Fetched live from distros.yml in the OmniPackage repo.

No vendor lock-in

  • Open source and not tied to any cloud or hosting provider
  • Use your own S3 bucket for repositories — AWS S3, Cloudflare R2 (recommended for free egress), MinIO, or any S3-compatible service
  • No subscriptions, registrations, or credit cards

What OmniPackage doesn't do

  • Build new package formats. RPM and DEB only — Flatpak, Snap, AppImage, AUR, and Nix are different bets.
  • Host your repository. You bring the bucket — the trade-off is no vendor lock-in and your packages live in storage you control.
  • Sandbox installed software. Packages run with the same privileges any apt install package gets — there's no Flatpak-style isolation unless you ship it as part of your package (e.g. an AppArmor / SELinux profile, or a bwrap / firejail wrapper around your binary).

Projects using OmniPackage

Frequently asked questions

Does OmniPackage require Docker?
No. Podman works too and is recommended — it is the most-tested runtime. Docker is supported as well. Either is auto-detected; you can force one with the --container-runtime flag.

Can I distribute proprietary software with OmniPackage?
Yes. Unlike official distro repositories, your own OmniPackage repository can host any binaries you want, including closed-source ones.

How is OmniPackage different from Snap, Flatpak, or AppImage?
Snap and Flatpak ship their own runtimes; AppImage bundles dependencies. OmniPackage builds native RPM and DEB packages so users install with apt, dnf, or zypper — no extra runtime, no sandbox, no separate installer. Updates arrive through the system package manager alongside everything else.

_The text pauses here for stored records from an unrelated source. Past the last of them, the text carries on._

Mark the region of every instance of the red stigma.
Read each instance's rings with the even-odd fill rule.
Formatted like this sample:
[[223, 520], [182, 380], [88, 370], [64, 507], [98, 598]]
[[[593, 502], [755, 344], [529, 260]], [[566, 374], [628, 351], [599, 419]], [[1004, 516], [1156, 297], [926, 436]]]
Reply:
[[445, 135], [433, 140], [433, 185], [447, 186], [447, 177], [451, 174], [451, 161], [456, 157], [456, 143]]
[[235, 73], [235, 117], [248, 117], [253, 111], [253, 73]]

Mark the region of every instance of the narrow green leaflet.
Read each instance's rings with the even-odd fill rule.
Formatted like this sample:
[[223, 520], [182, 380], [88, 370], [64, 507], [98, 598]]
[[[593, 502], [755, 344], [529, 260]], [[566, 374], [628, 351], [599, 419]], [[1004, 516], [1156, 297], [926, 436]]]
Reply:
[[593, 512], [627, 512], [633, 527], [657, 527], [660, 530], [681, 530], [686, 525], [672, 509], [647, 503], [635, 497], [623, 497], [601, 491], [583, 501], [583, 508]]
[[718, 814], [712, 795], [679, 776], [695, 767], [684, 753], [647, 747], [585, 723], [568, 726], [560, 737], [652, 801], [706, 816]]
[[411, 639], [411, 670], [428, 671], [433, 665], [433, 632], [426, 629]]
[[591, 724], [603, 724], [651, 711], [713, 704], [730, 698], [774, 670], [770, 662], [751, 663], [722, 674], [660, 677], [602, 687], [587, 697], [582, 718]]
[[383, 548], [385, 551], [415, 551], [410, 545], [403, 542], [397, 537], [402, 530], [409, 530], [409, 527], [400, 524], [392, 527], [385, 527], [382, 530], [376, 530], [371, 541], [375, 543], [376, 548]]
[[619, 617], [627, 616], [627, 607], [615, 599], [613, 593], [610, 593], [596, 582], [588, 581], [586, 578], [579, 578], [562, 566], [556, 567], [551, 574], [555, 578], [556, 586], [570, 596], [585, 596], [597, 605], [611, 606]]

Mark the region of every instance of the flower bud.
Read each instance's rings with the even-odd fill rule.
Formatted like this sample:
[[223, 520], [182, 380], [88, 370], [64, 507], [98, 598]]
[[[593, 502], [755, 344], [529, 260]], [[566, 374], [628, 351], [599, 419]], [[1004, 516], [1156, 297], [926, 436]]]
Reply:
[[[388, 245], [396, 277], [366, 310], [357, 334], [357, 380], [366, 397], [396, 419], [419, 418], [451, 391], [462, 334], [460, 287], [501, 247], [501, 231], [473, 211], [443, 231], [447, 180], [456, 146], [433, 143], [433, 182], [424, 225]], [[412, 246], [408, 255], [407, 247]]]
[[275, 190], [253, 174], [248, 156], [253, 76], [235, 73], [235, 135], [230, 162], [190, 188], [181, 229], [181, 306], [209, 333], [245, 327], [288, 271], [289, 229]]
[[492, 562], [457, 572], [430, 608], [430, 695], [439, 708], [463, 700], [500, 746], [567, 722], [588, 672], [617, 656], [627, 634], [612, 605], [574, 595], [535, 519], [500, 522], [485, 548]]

What architectures does OmniPackage support?
x86_64 today.

Can I host the apt or yum repository on AWS, Cloudflare R2, or MinIO?
Yes. OmniPackage uploads to any S3-compatible storage. Cloudflare R2 is recommended for free egress; AWS S3 and MinIO also work, as does any other S3-compatible service. The bucket serves as a self-hosted apt, dnf, or zypper repository.

Is OmniPackage free?
Yes. OmniPackage is free and open-source software, licensed under GPL-3.0.